Painting Manchester Red

Being a loyal Manchester United fan, I awoke at the lovely time of 4:30am to watch the Man U vs. Man City game. The derby always brings out the raw emotions in players and fans, two teams fighting over bragging rights.

This derby did not disappoint. There were moments that I was on the verge of screaming at the television (the only thing holding me back was the fear of waking my mother).

United got a goal near the end of the first half thanks to some great skill by Nani, a player who has stepped up to fill a spot that needed filling. At this point I was confident that this was United’s game to win.

And then that feeling changed. David Silva (who had a marvelous game) scored in the 65th minute. I became very worried. City was able to attack to easily and United looked to have nothing going forward.

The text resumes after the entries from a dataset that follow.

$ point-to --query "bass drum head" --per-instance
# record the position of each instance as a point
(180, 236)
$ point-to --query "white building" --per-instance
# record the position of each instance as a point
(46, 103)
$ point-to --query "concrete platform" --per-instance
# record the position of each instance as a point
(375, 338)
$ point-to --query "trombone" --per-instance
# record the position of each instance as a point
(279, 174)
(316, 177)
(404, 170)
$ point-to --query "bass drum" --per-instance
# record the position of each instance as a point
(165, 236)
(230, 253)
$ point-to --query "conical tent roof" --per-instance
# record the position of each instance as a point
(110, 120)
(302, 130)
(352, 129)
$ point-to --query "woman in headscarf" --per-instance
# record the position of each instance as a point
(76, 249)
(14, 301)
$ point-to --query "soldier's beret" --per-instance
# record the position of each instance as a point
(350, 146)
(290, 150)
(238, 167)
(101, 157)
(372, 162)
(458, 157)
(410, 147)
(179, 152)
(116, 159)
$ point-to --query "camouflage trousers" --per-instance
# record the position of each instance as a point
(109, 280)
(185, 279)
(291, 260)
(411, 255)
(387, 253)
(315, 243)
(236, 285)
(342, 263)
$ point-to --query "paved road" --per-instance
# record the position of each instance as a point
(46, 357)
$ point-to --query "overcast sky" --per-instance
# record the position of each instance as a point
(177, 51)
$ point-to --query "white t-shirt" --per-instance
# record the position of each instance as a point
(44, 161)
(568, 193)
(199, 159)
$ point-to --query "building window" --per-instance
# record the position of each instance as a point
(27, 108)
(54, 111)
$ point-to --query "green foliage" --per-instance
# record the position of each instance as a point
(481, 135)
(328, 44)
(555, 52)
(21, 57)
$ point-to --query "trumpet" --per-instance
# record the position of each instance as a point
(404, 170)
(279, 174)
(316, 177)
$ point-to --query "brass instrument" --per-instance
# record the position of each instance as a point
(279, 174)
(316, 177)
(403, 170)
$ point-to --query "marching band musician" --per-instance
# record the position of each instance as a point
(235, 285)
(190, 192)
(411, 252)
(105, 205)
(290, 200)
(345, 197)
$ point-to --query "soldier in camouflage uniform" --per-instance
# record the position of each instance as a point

But then Wayne Rooney came to the rescue. The goal Rooney got was quite possibly the greatest goal I have ever seen. The skill needed to perform such a shot is out of this world, added to that is the fact that it was in one of the biggest games of the season against United’s hated rival.

http://www.youtube.com/watch?v=fiVVNax8LVU

When Rooney scored his miraculous goal I could not help but jump off the couch and start pumping my fists (still to scared to yell).

Manchester United was able to hold on and win, despite some great football by City. This game almost certainly knocked City out of the title race. It also keeps United 4 points clear of Arsenal.